Even if they find a problem and fix it, there may be a need for treatment. A bit of my story: I had an ablation early on in this process for arrhythmia walked out of the Hospital the day before Thanksgiving 2 hours after being zapped and was lined up for black Friday with my daughters at 3:00 AM the next day. Made it through the whole shopping day. Prior to that I hadn't traveled much more than between my bed and Bathroom for a while.
Then I was visited byour old frine Pneumonia and of course the inflamation (didn't know it was PsA at the time) and went into Heart Failure (for those who keep track of things my ejection ratio was 27%) Lots of meds lots of work etc etc.and some improvement. Somewhere along the line I had a bad flare of the P they put me on MTX and all the other goodies and it was a few months and my ejection Ratio was normal. Not a heart med since and have a Echo cardiogram annually.

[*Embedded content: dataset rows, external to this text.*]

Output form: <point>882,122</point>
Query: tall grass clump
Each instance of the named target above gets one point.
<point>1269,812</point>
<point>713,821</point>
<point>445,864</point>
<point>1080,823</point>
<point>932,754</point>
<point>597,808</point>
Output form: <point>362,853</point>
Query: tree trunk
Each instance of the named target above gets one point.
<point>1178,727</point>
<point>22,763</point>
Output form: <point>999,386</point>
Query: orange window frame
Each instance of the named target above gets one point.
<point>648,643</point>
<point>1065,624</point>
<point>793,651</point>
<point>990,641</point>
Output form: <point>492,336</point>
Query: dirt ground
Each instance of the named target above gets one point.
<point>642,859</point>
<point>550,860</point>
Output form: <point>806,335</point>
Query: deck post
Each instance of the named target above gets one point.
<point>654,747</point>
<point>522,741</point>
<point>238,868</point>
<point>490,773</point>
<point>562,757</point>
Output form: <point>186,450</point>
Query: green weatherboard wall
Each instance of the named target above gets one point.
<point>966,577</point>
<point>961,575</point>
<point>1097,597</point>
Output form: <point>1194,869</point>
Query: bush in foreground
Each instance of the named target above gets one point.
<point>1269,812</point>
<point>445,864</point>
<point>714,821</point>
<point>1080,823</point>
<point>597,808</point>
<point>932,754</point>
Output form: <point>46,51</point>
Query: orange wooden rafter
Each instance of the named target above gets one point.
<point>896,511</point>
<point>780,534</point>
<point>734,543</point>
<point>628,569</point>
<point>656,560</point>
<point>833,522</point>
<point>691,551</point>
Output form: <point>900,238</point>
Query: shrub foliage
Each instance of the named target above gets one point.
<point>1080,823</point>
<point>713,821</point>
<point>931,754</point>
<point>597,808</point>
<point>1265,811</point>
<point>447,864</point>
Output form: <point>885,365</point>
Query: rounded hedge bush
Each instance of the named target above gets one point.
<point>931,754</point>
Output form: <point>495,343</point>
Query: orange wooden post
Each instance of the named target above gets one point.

My personal belief is that we ALL should have a regular Echo. It will get better for you. We have lots of great research and tools for the heart. With PsA on the other hand we still have docs around from when it wasn't a disease yet. (they used to think it was a form of RA
I am sorry things have been so hard for you lately Easternlady. You are in my thoughts and prayers. It will get better but takes time.
Thank you for that link, I have tried to read it several times and the distance from my eyes to my brain must of been blocked by a brick wall cause nothing stuck or made sense, good thing I consider myself fairly intelligent lol. I will wait till the fog that has settled over my brain goes away before tackling that article again. I have been on Tiazac XC 180mg for the past 4 years and have many more medications added this past several weeks, I'm not sure if they are long term or just for the present. I feel horrible that you went through such a horrible ordeal as well, but it gives me hope that I too will get though this in one piece. If they do that test on me, which is gonna flip me around in a million directions, I will be sure to not eat until much later,, might only mimic the rocking boat sensation that is always with me lately.
Michael, thank you for your kind words, means a lot to me
I have trouble with a foggy brain when the inflammation is elevated also. My eyes go first, then I develop a cough, then I can't think myself out of a paper bag then my joints swell. It will get better I promise. Did you print it out to read later? Once the inflammation starts fading it will make sense. I hope you feel better soon.